It's amazing how time flies. Seems only yesterday the Jazz were beating the daylights out of the Golden State Warriors. Oh, wait. That actually was yesterday, wasn't it?

So another season is here. The Jazz are coming off a Tuesday rout of the team they embarrassed in the playoffs. Now they play their first home game tonight, and fans are excited to know what to expect from this year's team. To that end, I've compiled a handy-dandy reference guide. That way you can skip the next 81 games and jump directly to the playoffs.

Forthwith is a list of frequently asked questions on the 2007-08 season and the accompanying answers. In other words, The Jazz According to Rock:

Question: Will the Jazz make the playoffs?

Answer: Of course they will. Since more than half the teams in the league qualify for the postseason, any team that fails really has to try. Unfortunately, the Atlanta Hawks have been trying way too hard for way too many years.

Question: Can the Jazz win the NBA championship?

Answer: Never! That would be like saying the Boston Red Sox can win two World Series in four years.

Question: Did the Jazz become more athletic in the off-season?

Answer: Let's be honest. You don't replace a guy like Rafael Araujo overnight. Actually, they did replace him overnight — with a big cardboard cutout they found of Captain Jack Sparrow. It works great in practice.
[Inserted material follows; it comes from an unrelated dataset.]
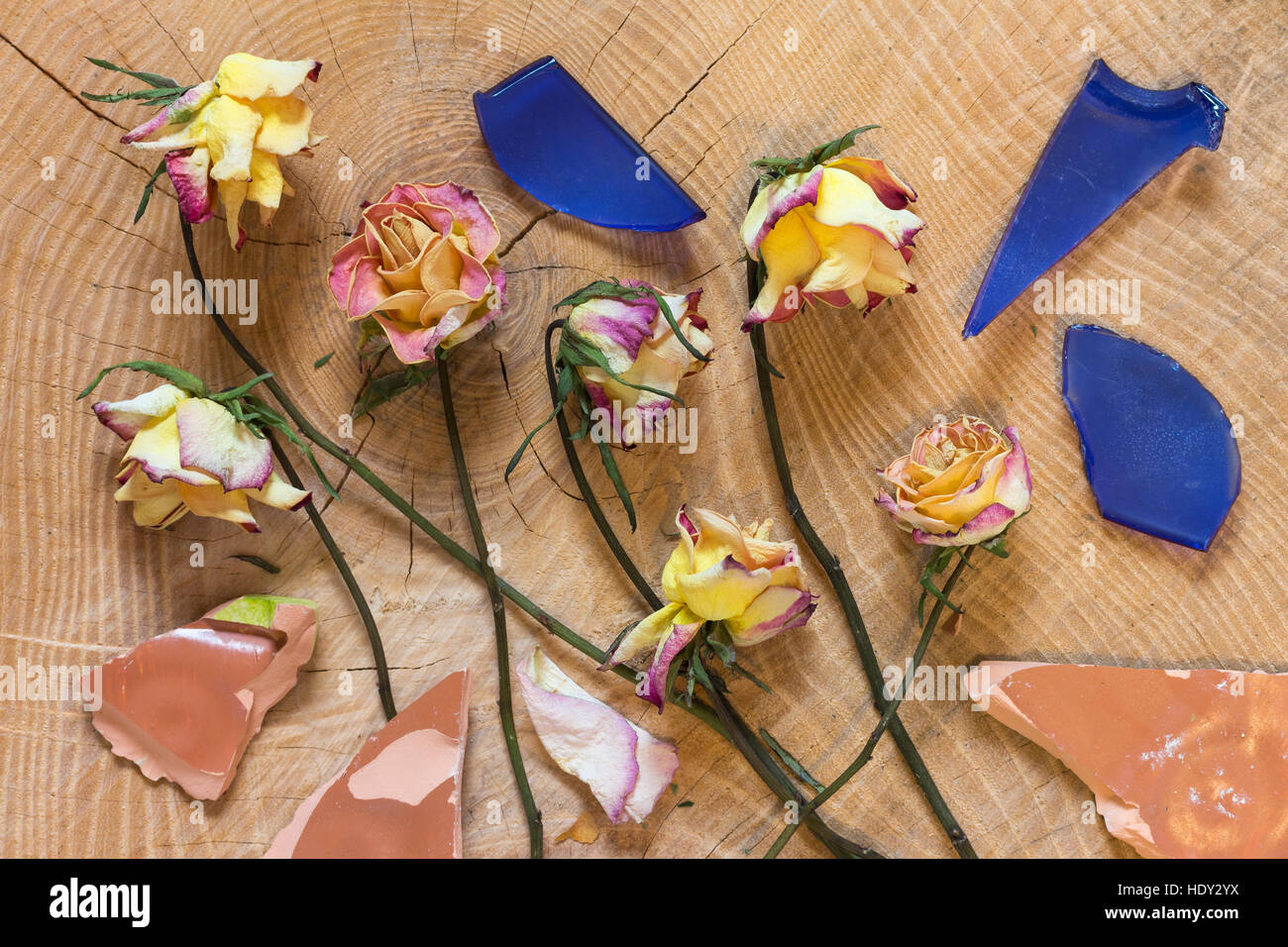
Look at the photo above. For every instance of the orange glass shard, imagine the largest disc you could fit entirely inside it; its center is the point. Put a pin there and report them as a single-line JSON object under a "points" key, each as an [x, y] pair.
{"points": [[1184, 764], [400, 795], [185, 703]]}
Question: Who will their starting 2-guard be by the end of the season?

Answer: That's easy — Kobe Bryant. Just don't tell Kobe. He still thinks he's going to the Bulls. Oh, and don't tell Jerry Sloan either. He still thinks it's a team game.

Question: Speaking of the game, has it passed Sloan by?
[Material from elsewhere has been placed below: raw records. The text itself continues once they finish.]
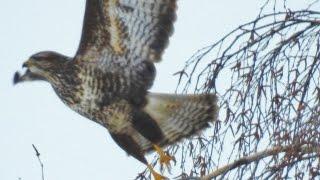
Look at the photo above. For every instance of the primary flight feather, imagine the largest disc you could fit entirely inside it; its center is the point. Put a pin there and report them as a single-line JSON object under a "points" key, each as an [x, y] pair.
{"points": [[108, 79]]}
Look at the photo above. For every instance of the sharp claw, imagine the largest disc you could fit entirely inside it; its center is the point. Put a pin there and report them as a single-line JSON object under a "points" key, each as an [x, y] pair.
{"points": [[164, 157], [156, 175]]}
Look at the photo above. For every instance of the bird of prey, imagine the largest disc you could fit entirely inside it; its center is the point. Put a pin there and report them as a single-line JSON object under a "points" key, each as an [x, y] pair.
{"points": [[109, 78]]}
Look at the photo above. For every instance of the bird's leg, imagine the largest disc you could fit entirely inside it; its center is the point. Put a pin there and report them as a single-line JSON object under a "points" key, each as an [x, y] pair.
{"points": [[164, 157], [156, 175]]}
Answer: No, quality swearing never goes out of style.

Question: Is Sloan mellowing as the years pass?

Answer: Definitely. Just the other day he smiled once during practice.

Question: So honestly, has Jerry really changed?

Answer: Well, he does have a brand new John Deere hat.

Question: I love Hot Rod Hundley. But when do you think he'll hang 'em up?

Answer: When someone figures out what he's talking about when he says, "A gentle push, a mild arc, and the ol' cowhide globe hits home!"

Question: Who do you think is the Jazz's most interesting player?

Answer: Morris Almond, hands down. If Almond had a sister who married a descendant of former Argentine president Julio A. Roca, her name could be Tyra Almond Roca. How cool is that?

Question: Is Deron Williams the best point guard in America?

Answer: Thanks to Steve Nash, he's not even the best in Canada.

Question: Did the Jazz actually improve over the summer?

Answer: It's hard to say you improved when you didn't sign anyone more famous than Jason Hart, a singer/songwriter and keyboard player who has performed with Rufus Wainwright. Wait a minute. Did I Google the wrong Jason Hart?

Question: Who has the most marketable name, Ronnie Price or Morris Almond?

Answer: I'm taking Price. The papers have already used most of the Almond puns. Now it's time for some headlines that say "The Price is Right," "Price Buster!" or "Price Saver!"

Question: What about Matt Harpring's creaky knee? Will he retire?

Answer: He can't afford to. His wife's a doctor, so of course they won't be able to live on that. Maybe the Jazz will offer him a position as an usher after he retires.

Question: Does anyone actually like the name EnergySolutions Arena?

Answer: Yes. Sloan does. Any time you mention energy and solutions, it works for him.

Question: Will Jeff Hornacek's tutelage actually help Andrei Kirilenko's shooting?

Answer: Only if A.K. doesn't try to shoot from where Hornacek shot 'em.

Question: Can Kirilenko find happiness in Utah?

Answer: Happiness in Utah, yes. Happiness in Sloan's system? Nyet!

Question: Is Kirilenko going to cry again this year?

Answer: Sure he is. You'd cry too if you made $13 million a year and still couldn't get a good haircut.